Mar. 28th, 2009

proximoception: (Default)
But are literary works directed against ephebes? Is the struggle just a phantom one, or a real one? (Or, anyway, two successive and complementary phantom ones?)

Or only in the sense that any engaged reader is an ephebe - the attempt is made to replace the reader's thoughts with what cannot be reformulated differently without loss, so that the text forever captures a feeling, so that this captivity is noticed whenever the feeling is felt, so that to remember the captivity is to remember the name of a writer?

I need to think there is more generosity here. Shelley (e.g.) wanted me to see the world his way because it was true and needful to do so, not just his. And even the most confident, intelligent authors are still asking you, aren't they: isn't it like this? Don't you find it's just this way? Or perhaps it just works out that way - the best thing you can say to be remembered is the truth. Anything else can be fought off, transcended; the best Poe could hope would be to speak to some stage almost everyone goes through. Immortality-seekers smarter than Poe wouldn't want that. It would feel like mere graffiti, like an honorary mention. To be remembered as teacher and friend would be remarkable.

---

Put to writing that by the question of who is the demiurge, the precursor or ephebe? The ephebe becomes it in relation to the purer vision of the precursor, which she refuses to merely repeat but finds that she cannot improve on, therefore maims (reconstitutes and then maims in her own work!) in order to feel/deceive-readers-to-feel her work corrects it. But the precursor is the demiurge from the ephebe's perspective, both in the weaker sense of having marred the purity of what the ephebe should have been able to write by writing it first, and in the more classically culpable one of having passed on a vision they had maimed - either that of their own precursor or whatever rich world-given earliness we latecomers can't see for the noisy dead in the way. But the ephebe secretly knows her crime - the arc of the completed poetic career is a sort of confession. What does the precursor know, as precursor? (Loop to beginning above.)
proximoception: (Default)
Perhaps related:

Students hate being wrong, but they will accept being the least wrong in some group pre-designated as wrong (e.g. "students"). Getting them all to compete for that position is essential in a discussion-based class: any student feeling they're out of the running will take refuge in the excuse that they weren't trying - therefore will immediately stop trying so that this consoling theory is never disproved. So you praise what you can in any wrong answer (and you're always trying to ask them things they initially get mostly but not entirely wrong, so that you and they can take turns correcting it, thereby taking the class toward some goal while keeping it awake).

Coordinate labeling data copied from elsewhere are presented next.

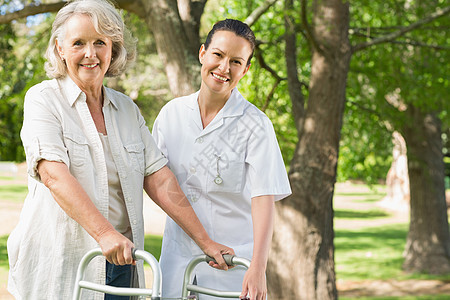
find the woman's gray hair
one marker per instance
(107, 21)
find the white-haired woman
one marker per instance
(89, 155)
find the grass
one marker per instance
(360, 214)
(13, 192)
(152, 244)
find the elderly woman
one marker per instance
(89, 155)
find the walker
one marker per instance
(155, 292)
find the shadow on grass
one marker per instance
(15, 193)
(359, 214)
(374, 253)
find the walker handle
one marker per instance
(227, 257)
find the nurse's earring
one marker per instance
(218, 180)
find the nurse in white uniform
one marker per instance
(225, 155)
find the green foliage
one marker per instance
(410, 71)
(152, 244)
(13, 193)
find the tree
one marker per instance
(303, 241)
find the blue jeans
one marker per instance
(119, 276)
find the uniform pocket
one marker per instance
(77, 147)
(136, 154)
(226, 172)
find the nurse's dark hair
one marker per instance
(237, 27)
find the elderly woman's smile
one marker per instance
(86, 52)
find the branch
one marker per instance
(309, 34)
(392, 36)
(30, 10)
(270, 95)
(409, 42)
(254, 16)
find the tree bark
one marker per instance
(428, 243)
(302, 264)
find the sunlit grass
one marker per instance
(424, 297)
(13, 192)
(360, 214)
(3, 252)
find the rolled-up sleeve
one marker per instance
(41, 132)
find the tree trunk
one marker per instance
(428, 243)
(173, 45)
(302, 257)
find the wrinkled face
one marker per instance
(86, 52)
(224, 63)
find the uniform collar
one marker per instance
(74, 93)
(234, 106)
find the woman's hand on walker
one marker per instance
(216, 251)
(116, 248)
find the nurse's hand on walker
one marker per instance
(163, 188)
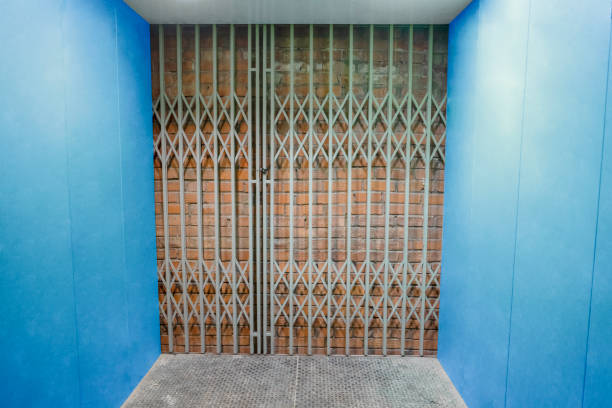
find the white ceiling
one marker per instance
(299, 11)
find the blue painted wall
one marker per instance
(77, 245)
(526, 307)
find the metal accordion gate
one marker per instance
(299, 186)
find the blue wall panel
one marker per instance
(134, 76)
(564, 110)
(598, 377)
(485, 235)
(517, 272)
(453, 335)
(78, 231)
(38, 341)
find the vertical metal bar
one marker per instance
(368, 267)
(408, 164)
(272, 167)
(233, 135)
(199, 187)
(250, 192)
(164, 140)
(310, 164)
(349, 261)
(427, 160)
(260, 334)
(329, 186)
(179, 103)
(388, 187)
(264, 194)
(218, 264)
(291, 137)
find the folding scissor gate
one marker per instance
(299, 187)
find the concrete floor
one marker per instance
(191, 380)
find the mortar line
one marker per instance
(297, 367)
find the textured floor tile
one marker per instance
(291, 381)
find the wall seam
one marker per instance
(603, 145)
(518, 194)
(67, 145)
(121, 187)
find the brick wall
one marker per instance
(341, 192)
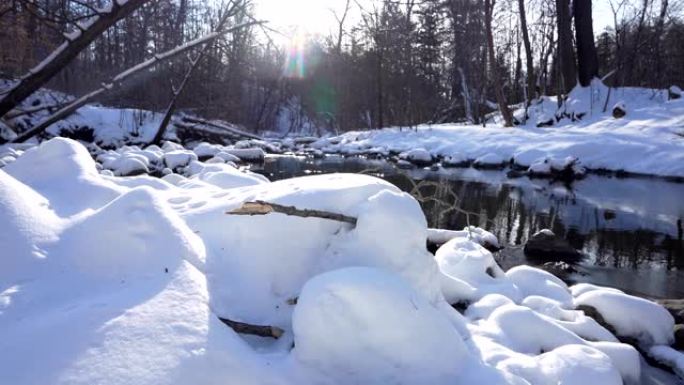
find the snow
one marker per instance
(533, 281)
(383, 332)
(646, 321)
(417, 155)
(111, 280)
(469, 272)
(668, 356)
(178, 158)
(644, 142)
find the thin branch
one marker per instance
(255, 330)
(264, 208)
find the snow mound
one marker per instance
(384, 331)
(61, 169)
(469, 272)
(153, 241)
(533, 281)
(646, 321)
(567, 365)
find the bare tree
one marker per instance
(566, 53)
(496, 79)
(65, 53)
(587, 60)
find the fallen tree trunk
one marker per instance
(254, 330)
(264, 208)
(118, 80)
(214, 124)
(65, 53)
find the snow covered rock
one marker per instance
(61, 169)
(226, 176)
(469, 272)
(619, 110)
(247, 154)
(368, 326)
(643, 320)
(490, 160)
(455, 160)
(669, 357)
(533, 281)
(567, 365)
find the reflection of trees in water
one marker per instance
(513, 214)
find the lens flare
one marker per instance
(295, 63)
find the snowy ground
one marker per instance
(112, 280)
(648, 140)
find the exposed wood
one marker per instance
(65, 53)
(171, 108)
(215, 124)
(118, 80)
(496, 81)
(254, 330)
(531, 93)
(566, 53)
(264, 208)
(587, 60)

Actually, I'm not saying this is how one should teach, but it's how I'm trying to at the moment and how I've often seen it done. I have no clue if it works.

Students catching on to the fact that teaching proceeds this way come to realize that to not behave like the members of the group pre-designated as wrong behave is the best way to look right and take their place among the elect. One way to prove they're right is to answer questions without looking like they hate it when their answer is wrong - to answer often, and wrongly often, since that's what's being solicited. Looking happy that they're being set straight, happy that a truth is out there for them to find, happy to be tripping and flopping and spinning if each misstep is one more they will not make again and the treasure that much more assured. Note that it's just an appearance: they're still after an A or whatever. But get students to this point and they can learn a ridiculous amount, since leaping's the quickest way forward (and who of us has the guts to do it on our own, most days?). Thinking by leaps, in class or in papers, they'll get somewhere, and more importantly know that they got somewhere (a), can get somewhere (b), can get somewhere by leaping (c).

In my experience not even all graduate students, even those who themselves teach, are quite there. How do you reward the courage to be wrong in a way that can even compete with the natural high of being right, or at least more than offsets the natural low of being wrong?

It's a good thing you don't need to know how to teach to teach. For me, anyway.
proximoception: (Default)
And related to that:

The best way to teach is to not worry about how you might be teaching wrong in general, but to worry about each of the specific major ways you might be teaching wrong. It's probably the same with parenting: consciousness of the process as a process is doubtless an impediment, but various errors of those blissfully unconscious of what they're doing to their kids are much worse than those made by overly self-conscious parents. Categorical fear is panic, is dark pantheism, you against the whole world, can lead to premature surrenders or unnecessary wars. Subcategorical fears, some of them, are good sense.